EDRSilencer: The Silent Killer of Endpoint Security
Trend Micro specialists have discovered that in a series of attacks, cybercriminals utilized the EDRSilencer tool to disable EDR system alerts. Attackers integrate this tool into their operations to conceal traces of their activities and evade detection.
EDRSilencer is an open-source tool designed similarly to the commercial solution NightHawk FireBlock from MdSec. The program identifies active EDR processes and leverages the Windows Filtering Platform (WFP) to monitor and block network traffic over IPv4 and IPv6 protocols. WFP, used in firewalls and antivirus systems, allows the configuration of persistent filters that control network traffic.

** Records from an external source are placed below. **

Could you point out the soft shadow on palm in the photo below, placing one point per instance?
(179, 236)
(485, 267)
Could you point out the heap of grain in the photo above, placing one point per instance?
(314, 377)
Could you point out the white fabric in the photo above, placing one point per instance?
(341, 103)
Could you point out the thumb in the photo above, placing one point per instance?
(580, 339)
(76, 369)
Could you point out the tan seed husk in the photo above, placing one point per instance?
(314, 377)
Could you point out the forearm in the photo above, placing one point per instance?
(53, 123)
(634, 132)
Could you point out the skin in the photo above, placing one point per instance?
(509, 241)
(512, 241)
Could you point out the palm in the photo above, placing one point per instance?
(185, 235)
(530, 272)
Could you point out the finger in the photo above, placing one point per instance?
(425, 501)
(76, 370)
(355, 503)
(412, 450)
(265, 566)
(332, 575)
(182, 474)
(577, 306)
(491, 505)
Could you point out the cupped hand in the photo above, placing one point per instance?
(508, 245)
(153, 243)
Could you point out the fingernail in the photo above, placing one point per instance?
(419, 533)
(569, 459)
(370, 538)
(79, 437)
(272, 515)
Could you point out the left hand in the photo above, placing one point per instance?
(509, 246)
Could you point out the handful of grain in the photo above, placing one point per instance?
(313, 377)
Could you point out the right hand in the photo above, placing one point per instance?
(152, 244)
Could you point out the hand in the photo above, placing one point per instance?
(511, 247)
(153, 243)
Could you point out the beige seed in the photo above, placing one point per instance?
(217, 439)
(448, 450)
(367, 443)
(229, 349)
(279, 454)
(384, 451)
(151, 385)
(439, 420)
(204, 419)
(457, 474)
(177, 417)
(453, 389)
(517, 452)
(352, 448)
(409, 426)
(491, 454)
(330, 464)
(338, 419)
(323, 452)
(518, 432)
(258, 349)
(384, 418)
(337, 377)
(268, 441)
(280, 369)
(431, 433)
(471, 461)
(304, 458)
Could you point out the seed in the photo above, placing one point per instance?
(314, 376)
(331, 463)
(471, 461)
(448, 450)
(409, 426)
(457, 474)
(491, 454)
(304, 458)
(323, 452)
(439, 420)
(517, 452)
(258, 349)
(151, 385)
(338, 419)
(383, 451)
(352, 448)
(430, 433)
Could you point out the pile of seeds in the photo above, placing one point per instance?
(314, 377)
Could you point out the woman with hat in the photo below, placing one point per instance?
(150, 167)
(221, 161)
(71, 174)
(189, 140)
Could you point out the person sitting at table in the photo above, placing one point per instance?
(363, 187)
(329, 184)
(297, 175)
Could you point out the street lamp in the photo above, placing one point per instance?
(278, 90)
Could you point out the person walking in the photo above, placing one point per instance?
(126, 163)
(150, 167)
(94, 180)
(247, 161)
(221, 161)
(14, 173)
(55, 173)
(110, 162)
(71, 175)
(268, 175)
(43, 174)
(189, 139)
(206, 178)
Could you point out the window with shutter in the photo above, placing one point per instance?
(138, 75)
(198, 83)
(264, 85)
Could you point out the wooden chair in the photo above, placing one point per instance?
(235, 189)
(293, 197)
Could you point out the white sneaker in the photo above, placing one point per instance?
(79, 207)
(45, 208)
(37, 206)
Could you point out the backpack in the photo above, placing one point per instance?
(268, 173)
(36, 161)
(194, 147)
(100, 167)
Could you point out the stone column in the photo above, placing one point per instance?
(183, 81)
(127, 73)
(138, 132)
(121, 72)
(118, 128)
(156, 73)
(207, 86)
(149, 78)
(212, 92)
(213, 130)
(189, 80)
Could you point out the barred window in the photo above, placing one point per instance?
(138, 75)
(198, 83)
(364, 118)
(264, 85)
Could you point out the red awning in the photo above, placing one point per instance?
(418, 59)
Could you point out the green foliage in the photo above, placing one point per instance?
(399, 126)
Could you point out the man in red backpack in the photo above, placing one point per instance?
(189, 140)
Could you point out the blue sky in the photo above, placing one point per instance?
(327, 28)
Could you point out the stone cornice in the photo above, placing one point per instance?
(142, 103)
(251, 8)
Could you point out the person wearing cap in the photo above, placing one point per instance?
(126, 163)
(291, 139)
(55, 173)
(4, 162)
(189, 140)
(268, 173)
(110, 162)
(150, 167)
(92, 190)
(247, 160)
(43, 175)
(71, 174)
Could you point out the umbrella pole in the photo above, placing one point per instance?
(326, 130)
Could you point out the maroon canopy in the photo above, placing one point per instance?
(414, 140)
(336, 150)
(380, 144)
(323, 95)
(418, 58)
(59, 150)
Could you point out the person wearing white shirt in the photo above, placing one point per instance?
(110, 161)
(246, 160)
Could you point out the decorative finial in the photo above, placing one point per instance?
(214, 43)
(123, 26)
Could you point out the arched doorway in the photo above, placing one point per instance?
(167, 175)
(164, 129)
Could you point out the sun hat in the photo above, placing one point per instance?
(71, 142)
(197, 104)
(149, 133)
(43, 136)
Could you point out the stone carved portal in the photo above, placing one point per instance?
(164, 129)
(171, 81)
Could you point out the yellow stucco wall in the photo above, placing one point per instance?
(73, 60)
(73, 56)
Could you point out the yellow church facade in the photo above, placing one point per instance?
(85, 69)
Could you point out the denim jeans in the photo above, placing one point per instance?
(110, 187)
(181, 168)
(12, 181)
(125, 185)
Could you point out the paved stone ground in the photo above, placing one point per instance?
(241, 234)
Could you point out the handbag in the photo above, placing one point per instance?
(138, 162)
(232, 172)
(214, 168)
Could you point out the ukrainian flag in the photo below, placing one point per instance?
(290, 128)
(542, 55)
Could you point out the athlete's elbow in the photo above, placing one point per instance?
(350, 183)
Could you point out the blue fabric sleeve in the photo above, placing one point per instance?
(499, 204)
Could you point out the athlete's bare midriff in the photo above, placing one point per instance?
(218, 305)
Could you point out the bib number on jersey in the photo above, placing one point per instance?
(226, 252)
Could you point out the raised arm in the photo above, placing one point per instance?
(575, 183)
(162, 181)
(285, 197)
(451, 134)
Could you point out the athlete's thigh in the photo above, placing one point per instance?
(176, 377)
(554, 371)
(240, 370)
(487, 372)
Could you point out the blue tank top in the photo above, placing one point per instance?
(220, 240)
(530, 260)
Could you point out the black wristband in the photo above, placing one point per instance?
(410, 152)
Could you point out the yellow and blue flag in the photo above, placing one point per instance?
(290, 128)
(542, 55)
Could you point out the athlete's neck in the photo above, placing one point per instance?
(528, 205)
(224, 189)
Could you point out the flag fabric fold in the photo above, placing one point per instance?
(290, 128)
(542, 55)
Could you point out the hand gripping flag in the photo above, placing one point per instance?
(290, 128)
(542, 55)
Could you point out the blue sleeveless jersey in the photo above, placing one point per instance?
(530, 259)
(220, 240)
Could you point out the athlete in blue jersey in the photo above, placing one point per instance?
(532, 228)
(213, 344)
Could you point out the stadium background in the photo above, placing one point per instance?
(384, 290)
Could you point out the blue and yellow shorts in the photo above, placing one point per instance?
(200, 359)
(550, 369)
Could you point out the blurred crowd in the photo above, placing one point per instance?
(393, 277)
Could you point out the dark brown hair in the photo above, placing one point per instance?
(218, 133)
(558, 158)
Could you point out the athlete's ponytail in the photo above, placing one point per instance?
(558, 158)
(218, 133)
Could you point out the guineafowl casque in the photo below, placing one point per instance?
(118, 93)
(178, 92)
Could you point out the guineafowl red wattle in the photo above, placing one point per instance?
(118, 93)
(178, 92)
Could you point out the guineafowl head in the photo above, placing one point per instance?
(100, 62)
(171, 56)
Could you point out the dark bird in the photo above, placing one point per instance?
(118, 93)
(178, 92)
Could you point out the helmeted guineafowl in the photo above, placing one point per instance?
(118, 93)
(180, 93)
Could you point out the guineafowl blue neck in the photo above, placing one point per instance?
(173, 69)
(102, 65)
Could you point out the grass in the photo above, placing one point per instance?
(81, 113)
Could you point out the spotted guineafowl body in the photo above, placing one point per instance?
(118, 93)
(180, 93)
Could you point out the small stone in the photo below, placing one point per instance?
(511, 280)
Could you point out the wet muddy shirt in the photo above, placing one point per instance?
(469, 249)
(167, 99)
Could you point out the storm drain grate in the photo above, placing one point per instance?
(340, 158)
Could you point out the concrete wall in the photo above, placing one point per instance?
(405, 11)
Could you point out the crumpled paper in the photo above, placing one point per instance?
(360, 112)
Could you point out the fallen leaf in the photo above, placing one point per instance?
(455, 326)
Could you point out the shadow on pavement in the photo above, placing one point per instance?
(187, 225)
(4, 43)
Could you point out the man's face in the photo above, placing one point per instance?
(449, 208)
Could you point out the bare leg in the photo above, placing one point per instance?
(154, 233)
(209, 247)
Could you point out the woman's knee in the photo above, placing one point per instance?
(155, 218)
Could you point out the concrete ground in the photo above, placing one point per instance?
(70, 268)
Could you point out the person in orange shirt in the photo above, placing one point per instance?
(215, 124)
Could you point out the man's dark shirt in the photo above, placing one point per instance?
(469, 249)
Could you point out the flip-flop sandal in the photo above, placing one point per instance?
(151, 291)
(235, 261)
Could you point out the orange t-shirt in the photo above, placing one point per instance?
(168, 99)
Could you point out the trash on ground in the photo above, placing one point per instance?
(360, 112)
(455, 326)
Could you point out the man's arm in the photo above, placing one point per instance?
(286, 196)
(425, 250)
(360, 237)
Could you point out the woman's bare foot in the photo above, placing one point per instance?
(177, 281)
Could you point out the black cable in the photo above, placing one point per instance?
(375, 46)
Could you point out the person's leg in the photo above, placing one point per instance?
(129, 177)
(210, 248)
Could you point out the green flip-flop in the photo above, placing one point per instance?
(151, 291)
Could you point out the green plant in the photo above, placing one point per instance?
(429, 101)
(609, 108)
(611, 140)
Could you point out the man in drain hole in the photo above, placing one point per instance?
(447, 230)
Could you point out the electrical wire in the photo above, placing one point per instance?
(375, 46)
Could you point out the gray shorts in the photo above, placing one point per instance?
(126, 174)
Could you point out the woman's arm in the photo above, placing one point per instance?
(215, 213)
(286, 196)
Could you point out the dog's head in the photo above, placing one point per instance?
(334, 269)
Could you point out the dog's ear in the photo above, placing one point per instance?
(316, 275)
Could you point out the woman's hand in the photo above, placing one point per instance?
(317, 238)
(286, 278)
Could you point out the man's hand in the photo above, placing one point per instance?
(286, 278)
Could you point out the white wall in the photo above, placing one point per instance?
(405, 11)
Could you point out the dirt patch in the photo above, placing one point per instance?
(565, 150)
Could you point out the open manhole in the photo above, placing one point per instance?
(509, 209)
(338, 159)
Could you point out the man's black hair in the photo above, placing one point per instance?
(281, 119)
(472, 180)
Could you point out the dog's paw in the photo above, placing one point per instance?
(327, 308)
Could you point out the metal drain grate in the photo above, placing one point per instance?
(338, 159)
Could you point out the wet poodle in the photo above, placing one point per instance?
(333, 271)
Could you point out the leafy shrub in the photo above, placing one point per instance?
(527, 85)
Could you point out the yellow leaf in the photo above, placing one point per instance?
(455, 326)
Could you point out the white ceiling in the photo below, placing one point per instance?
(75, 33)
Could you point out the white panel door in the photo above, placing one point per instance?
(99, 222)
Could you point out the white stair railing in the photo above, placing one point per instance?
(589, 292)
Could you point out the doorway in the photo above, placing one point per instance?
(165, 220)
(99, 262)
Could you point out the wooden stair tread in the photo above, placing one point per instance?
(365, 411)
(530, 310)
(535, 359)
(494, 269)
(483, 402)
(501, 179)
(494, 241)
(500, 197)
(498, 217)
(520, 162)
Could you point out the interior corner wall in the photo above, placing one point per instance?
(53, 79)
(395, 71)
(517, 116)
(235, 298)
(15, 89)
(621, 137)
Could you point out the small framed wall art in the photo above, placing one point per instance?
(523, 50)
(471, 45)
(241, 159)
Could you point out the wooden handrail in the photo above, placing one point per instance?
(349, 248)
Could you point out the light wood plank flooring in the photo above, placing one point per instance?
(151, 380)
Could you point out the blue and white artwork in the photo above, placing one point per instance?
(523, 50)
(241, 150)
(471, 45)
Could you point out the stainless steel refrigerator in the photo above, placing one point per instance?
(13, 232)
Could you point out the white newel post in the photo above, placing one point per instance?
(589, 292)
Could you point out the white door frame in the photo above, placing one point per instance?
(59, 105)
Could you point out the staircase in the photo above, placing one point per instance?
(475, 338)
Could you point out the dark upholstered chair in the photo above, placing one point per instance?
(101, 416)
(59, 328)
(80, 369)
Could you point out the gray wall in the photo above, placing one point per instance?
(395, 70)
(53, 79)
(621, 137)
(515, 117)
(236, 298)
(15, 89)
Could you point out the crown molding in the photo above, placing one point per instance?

EDRSilencer applies filters to block communication between EDR and the command server. During testing, it successfully prevented data transmission, making the devices appear inactive on the management portal. As a result, the sending of alerts and detailed telemetry is obstructed.
The new version of the tool includes the ability to block 16 modern EDR solutions, including:
- Microsoft Defender;
- SentinelOne;
- FortiEDR;
- Palo Alto Networks Cortex XDR;
- Cisco Secure Endpoint;
- ElasticEDR;
- Carbon Black EDR;
- Trend Micro Apex One.
Experiments also showed that some EDR products continue to transmit reports due to certain executable files missing from the hardcoded list. However, attackers can add filters for the required processes, extending the range of blocked components.
Once additional processes are added to the blocklist, the EDR tools cease sending logs. This suppression allows malicious activity to go unnoticed, significantly increasing the chances of a successful attack without intervention from specialists.
A diagram illustrating the functionality of EDRSilencer in cyberattacks depicts the stages of the process: from detecting active EDR systems to executing code and escalating privileges, resulting in the suppression of telemetry and alerts. Techniques such as T1057 (process discovery), T1059 (command and scripting interpreter), and T1543 (creation or modification of system processes) are included. The diagram shows how EDRSilencer exploits the Windows Filtering Platform to filter network traffic and prevent data transmission to the command server, thereby weakening the defensive capabilities of EDR systems.
Trend Micro recommends classifying EDRSilencer as malware and blocking it at the early stages of an attack. Experts also advise implementing multi-layered security measures to isolate critical systems, employing solutions with behavioral analysis and anomaly detection, and monitoring for indicators of compromise within the network. The principle of least privilege is also a key defense element against such attacks.